Close
Close

Votes at 16

Gabriella Jozwiak

David Cameron must be confident that his conference pledge to scrap benefits for the under-25s will help the Tories win the next election, even if it leaves a million young people homeless and penniless. His promise that the young will ‘earn or learn’ rather than ‘opt for a life on benefits’ may be popular among welfare opponents, but it’s a nonsensical way to get the young into education, employment or training.

Last month, Cameron asked the Cabinet secretary, Jeremy Heywood, to look into the government’s strategy for reducing youth unemployment, in a tacit admission that their policies aren’t working. Through the billion-pound Youth Contract, employers are offered subsidies if they take on unemployed 18 to 24-year-olds (for some reason giving benefits to corporations is politically more acceptable than giving them to people). In its first year there were funds for up to 160,000 jobs; only 4690 people were hired under the scheme. Ofsted found schools were struggling to provide adequate careers advice after the government handed them this duty from local authorities.
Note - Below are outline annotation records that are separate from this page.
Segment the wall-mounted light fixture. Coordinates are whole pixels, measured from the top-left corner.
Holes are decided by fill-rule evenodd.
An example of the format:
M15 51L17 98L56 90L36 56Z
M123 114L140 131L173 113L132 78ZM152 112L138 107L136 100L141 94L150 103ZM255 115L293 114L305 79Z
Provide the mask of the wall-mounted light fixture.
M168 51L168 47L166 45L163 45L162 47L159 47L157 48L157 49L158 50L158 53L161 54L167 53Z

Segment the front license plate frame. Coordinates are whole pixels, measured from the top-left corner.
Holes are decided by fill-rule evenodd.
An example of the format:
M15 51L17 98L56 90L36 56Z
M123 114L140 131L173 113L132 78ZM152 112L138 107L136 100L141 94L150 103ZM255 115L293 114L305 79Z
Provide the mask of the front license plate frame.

University applications were down 6 per cent this year, potential students deterred by the £9000 fees.

Perhaps Cameron thinks he has nothing to worry about. Young people are the least likely to vote: only 44 per cent of those aged between 18 and 25 turned out at the 2010 general election, compared to 76 per cent of the over-65s. And those who do vote are anyway more likely to vote Labour – which is no doubt one of the reasons for Ed Miliband’s plan to lower the voting age to 16. His announcement was met with predictable scorn in the right-wing press: ‘Our children’s generation is astonishingly uninterested,’ Charles Moore wrote in the Spectator. The Labour MP Tom Harris told the Daily Mail the idea was ‘an obsession of a tiny minority’. The British Youth Council (BYC) points out that lowering the voting age will enfranchise 1.5 million people.

Georgina Howarth, a 14-year-old from Cambridgeshire, said at the Labour Party Conference:

The bottom line is that the old men making these changes don't have to live through them. The very voices that should be heard the loudest in these debates are not heard at all. Is it any wonder that we are branded a generation that is politically uninterested when the politicians have no interest in what we have to say?
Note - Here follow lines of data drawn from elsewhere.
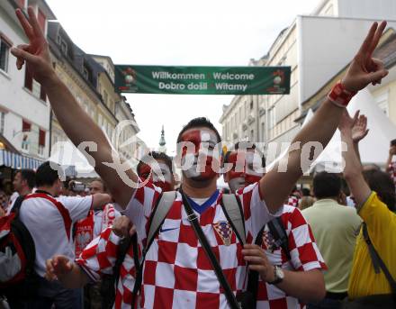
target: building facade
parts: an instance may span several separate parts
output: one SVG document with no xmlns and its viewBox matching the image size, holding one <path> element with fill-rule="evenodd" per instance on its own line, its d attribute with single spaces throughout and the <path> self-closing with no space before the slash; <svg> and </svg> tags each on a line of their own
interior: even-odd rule
<svg viewBox="0 0 396 309">
<path fill-rule="evenodd" d="M 50 106 L 26 66 L 18 70 L 10 53 L 12 46 L 28 43 L 15 15 L 18 7 L 27 14 L 28 5 L 33 7 L 45 34 L 48 20 L 55 18 L 42 0 L 0 2 L 0 134 L 17 153 L 44 159 L 50 154 Z"/>
<path fill-rule="evenodd" d="M 382 19 L 388 20 L 390 27 L 395 25 L 396 2 L 324 0 L 311 14 L 297 16 L 279 33 L 268 52 L 249 64 L 290 66 L 290 94 L 234 97 L 223 107 L 220 120 L 223 138 L 253 137 L 253 141 L 275 142 L 278 146 L 291 141 L 300 129 L 296 119 L 302 115 L 302 102 L 349 63 L 374 20 Z M 251 101 L 254 120 L 250 123 L 256 125 L 248 127 L 248 123 L 241 122 L 237 113 L 239 107 L 244 110 L 246 102 Z M 244 127 L 250 132 L 241 136 Z M 281 146 L 277 150 L 279 153 Z"/>
<path fill-rule="evenodd" d="M 73 43 L 58 23 L 50 23 L 49 30 L 50 48 L 58 76 L 109 141 L 120 146 L 118 150 L 124 158 L 132 158 L 135 153 L 133 143 L 121 146 L 128 138 L 136 135 L 140 129 L 125 97 L 114 90 L 114 66 L 112 59 L 107 56 L 85 53 Z M 130 121 L 131 124 L 117 135 L 117 125 L 124 120 Z M 68 141 L 54 114 L 51 132 L 52 147 Z"/>
</svg>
One way they try to make politicians listen to them is through the UK Youth Parliament, which is managed by the BYC. The 369 MYPs (at least one from each local authority) and 230 deputy MYPs, aged between 11 and 18, are elected by their peers; a million people have voted in youth elections in the last two years. MYPs represent their constituents’ views to MPs and councillors. Since 2009, they’ve held an annual debate in the House of Commons (the next one will be on 15 November).
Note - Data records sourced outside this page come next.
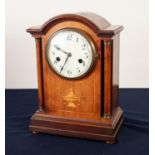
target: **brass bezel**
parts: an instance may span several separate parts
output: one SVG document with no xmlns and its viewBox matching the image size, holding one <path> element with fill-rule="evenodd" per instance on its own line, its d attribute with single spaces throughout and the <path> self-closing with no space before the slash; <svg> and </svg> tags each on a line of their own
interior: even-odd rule
<svg viewBox="0 0 155 155">
<path fill-rule="evenodd" d="M 77 77 L 66 77 L 66 76 L 63 76 L 61 75 L 54 67 L 53 67 L 53 64 L 51 63 L 50 59 L 49 59 L 49 42 L 52 40 L 52 38 L 57 35 L 58 33 L 61 33 L 63 31 L 74 31 L 74 32 L 77 32 L 77 33 L 80 33 L 84 38 L 87 39 L 91 49 L 92 49 L 92 62 L 91 62 L 91 65 L 90 67 L 88 68 L 88 70 L 83 73 L 82 75 L 80 76 L 77 76 Z M 51 37 L 48 39 L 47 41 L 47 44 L 46 44 L 46 59 L 47 59 L 47 62 L 50 66 L 50 68 L 57 74 L 59 75 L 60 77 L 63 77 L 65 79 L 69 79 L 69 80 L 73 80 L 73 79 L 80 79 L 80 78 L 83 78 L 85 77 L 86 75 L 88 75 L 90 73 L 90 71 L 92 71 L 92 69 L 94 68 L 95 64 L 96 64 L 96 61 L 97 61 L 97 58 L 98 58 L 98 54 L 97 54 L 97 50 L 96 50 L 96 47 L 95 47 L 95 43 L 93 41 L 93 39 L 84 31 L 80 30 L 80 29 L 77 29 L 77 28 L 63 28 L 63 29 L 60 29 L 56 32 L 54 32 Z"/>
</svg>

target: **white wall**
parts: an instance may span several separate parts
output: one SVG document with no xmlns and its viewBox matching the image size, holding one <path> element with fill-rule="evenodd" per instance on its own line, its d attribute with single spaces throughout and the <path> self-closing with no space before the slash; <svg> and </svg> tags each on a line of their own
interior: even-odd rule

UKYP’s key campaigns this year – decided by a nationwide ballot in which 253,000 people voted – called for equal marriage rights for all; more support for young people looking for work and an end to unpaid internships; scrapping the tiered minimum wage (under-18s get £3.72 an hour, compared to £6.31 if you’re over 21); cheaper public transport (once you turn 16 you’re no longer eligible for child fares); and an overhaul of personal, social and health education in schools.

Are the young people involved in UKYP among those likely to be affected by exclusion from housing benefits and Job Seekers Allowance? Some of them are: a recent survey of more than 6000 people involved with the BYC found 20 per cent had received free school meals (while 21 per cent came from black and minority ethnic groups, 13 per cent were gay or lesbian and 10 per cent were disabled – a lot more diverse than the Houses of Parliament). And in 2015, many of them will be old enough to vote.


Comments


  • 22 October 2013 at 8:03am
    Wagner says:
    At 16, one is frequently in charge of the single most deadly weapon in the UK -- the automobile. One shops and pays taxes. It is a shame that these people are not allowed the franchise.